The Page case drew national attention because her father, James Fulton, has for years paid for signage along Interstate 10 chiding Vidor police for not making in arrest in the cold case.

His billboard messages have included “Vidor police botched up the case,” “Waiting for a confession” and “This could happen to you.”

Kathy Page’s body was found in her car in a ditch just 100 yards from her home on May 14, 1991. Her estranged husband, Steve, had taken care of their two children that night while she went out, ostensibly to visit a girlfriend but actually to meet with another man. The death scene appeared to be staged.

Vidor police never solved the case but a civil court found for her parents in a case that contended her husband was responsible for her death.

The court awarded the Fultons about $150,000 as a civil award; they’ve spent perhaps $200,000 in keeping billboards posted along the interstate, they’ve said.

Carroll said last month the Kathy Page murder remains an open case for his department, although he said investigators have never compiled enough sufficient evidence to get an indictment.

“We believe people know what happened,” Carroll said then, adding there was a cover-up committed after the murder. Periodically, he says, the department receives tips.

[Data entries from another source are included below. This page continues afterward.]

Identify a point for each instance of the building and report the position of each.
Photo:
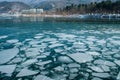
(32, 11)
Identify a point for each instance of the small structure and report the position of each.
(32, 11)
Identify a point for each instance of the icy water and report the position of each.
(38, 49)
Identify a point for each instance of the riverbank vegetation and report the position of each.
(108, 7)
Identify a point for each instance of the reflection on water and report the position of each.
(40, 48)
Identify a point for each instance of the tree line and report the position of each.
(101, 7)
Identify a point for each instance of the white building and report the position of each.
(33, 11)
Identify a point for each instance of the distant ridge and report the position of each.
(6, 7)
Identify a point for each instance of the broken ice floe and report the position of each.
(3, 37)
(26, 72)
(7, 68)
(12, 41)
(42, 77)
(7, 55)
(81, 57)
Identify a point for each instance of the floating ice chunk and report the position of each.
(16, 60)
(41, 77)
(96, 79)
(115, 42)
(96, 68)
(56, 45)
(73, 65)
(101, 75)
(30, 52)
(48, 40)
(117, 62)
(26, 72)
(12, 41)
(64, 59)
(58, 50)
(33, 42)
(2, 37)
(80, 57)
(28, 62)
(7, 55)
(74, 70)
(118, 76)
(64, 36)
(7, 68)
(59, 68)
(103, 62)
(101, 42)
(72, 76)
(91, 38)
(38, 37)
(44, 63)
(105, 68)
(93, 53)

The DPS Texas Rangers’ Unsolved Homicides website provides information on more than 75 cases in an effort to help generate public interest in unsolved or “cold cases.” Texas Crime Stoppers offers rewards — the Governor’s Criminal Justice Division provides the case, and the reward program is administered by DPS — of up to $3,000 for information that leads to the arrest of those responsible for any Rangers cold case listed on the website. For more information, visit the Texas Ranger cold case website.

To be eligible, tipsters must provide information to authorities by calling the Crime Stoppers hotline at 1-800-252-TIPS (8477).  All tips are anonymous.

Individuals also can submit information through the Texas Ranger cold case website or by contacting DPS Missing Persons Hotline at 1-800-346-3243.

Page is listed atop the 12 To Cold Case Investigations.